2.5. Extension: Selecting The Polynomial Degree#
Sometimes it’s clear what polynomial degree you should select for your data. For example, our Sydney temperature data needed to be at least degree 4 to have enough ‘wiggles’ to capture the shape of the data.
But consider the following data.
Based on this data, and this data alone, it’s not necessarily clear which of these models is actually capturing the true trends of this small dataset.
Comparing the mean squared errors (MSEs) we would find the polynomial of degree 4 performs best.
Degree |
MSE |
|---|---|
1 |
0.96 |
2 |
0.73 |
3 |
0.41 |
4 |
0 |
However, it’s not actually fair to compare the performance of different types of models on the data the models have already seen. This is because a polynomial of higher degree has more ‘wiggles’ and create more curves, so it will always be able to fit the data better than a lower degree model. You will notice that in the table above the MSE decreases as the model degree increases.

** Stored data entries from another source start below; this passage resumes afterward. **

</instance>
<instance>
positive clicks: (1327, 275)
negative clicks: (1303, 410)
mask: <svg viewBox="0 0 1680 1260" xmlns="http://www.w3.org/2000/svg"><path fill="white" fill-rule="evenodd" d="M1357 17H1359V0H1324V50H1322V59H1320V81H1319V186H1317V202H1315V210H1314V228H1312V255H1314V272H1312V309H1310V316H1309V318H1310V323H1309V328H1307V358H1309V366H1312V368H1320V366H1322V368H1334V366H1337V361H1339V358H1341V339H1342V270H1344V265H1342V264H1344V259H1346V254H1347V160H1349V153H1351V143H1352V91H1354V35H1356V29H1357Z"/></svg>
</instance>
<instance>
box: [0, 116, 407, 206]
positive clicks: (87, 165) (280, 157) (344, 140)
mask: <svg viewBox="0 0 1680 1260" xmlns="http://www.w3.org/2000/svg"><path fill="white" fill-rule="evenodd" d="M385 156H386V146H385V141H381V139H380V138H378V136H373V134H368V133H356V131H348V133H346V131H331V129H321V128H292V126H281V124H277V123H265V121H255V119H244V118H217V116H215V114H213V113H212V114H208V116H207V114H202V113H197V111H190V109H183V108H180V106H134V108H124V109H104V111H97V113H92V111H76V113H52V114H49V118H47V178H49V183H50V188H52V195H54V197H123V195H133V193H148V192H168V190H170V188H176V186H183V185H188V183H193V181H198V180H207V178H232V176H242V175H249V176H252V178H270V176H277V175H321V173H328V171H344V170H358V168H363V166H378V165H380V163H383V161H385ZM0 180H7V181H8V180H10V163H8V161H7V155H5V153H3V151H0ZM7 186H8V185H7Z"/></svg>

Often what we care about is how the model performs on new data.
We typically break our data up into:
training data: Used to fit the model (it’s what you provide when you call
.fit()). This is what the model ‘sees’ as it’s trying to figure out the the shape of the curve it should produce.validation data: Used to determine the degree of the polynomial that should be used to fit the data.
test data: Used to estimate the performance of the final model.
It’s really important that all three data sets are completely different, e.g. none of the test data contains any of the training data and not of the validation data contains any of the test data. This is because we care about how our models perform on new data, data it hasn’t already seen. It’s like when designing a final exam for students. It’s important that the exam contains new questions that the students haven’t already seen.
Now let’s see how our models perform on the validation data.
Comparing the validation MSEs we can see that the polynomial of degree 2 performs the best on the validation data. This means that we expect the polynomial of degree 2 to perform best on new data.
Degree |
Training MSE |
Validation MSE |
|---|---|---|
1 |
0.96 |
33.2 |
2 |
0.73 |
0.78 |
3 |
0.41 |
1174 |
4 |
0 |
98944 |
You can think of validation data as ‘practice test data’. But at the end of the day, we still want to know how well our data will do on completely new data. Remember that we’ve already seen the validation data when we selected the model degree, so now we introduce some test data. At this point, you don’t have to worry about the other polynomial regression we’ve built.
Degree |
Training MSE |
Validation MSE |
Test MSE |
|---|---|---|---|
2 |
0.73 |
0.78 |
0.86 |
In general, the model will tend to perform best on the training data because this is data it has seen and is given the y value for, just like how a student would perform best on questions they might have seen the answers to. The model will tend to perform similarly well on the validation and test data. If there is not much data, the difference in performance on the various training sets comes down to a bit of ‘luck’.
It is important, however that the training data, the validation data and the test data all try to capture the general trends of the data. For example, with the exact same data, but a different division between the training, validation and test data (as shown below).
Fitting models to the training data results in completely different models. As you can see, the training data in division 2 is not representative on the whole dataset, which is why the model for division 2 is not representative on the dataset.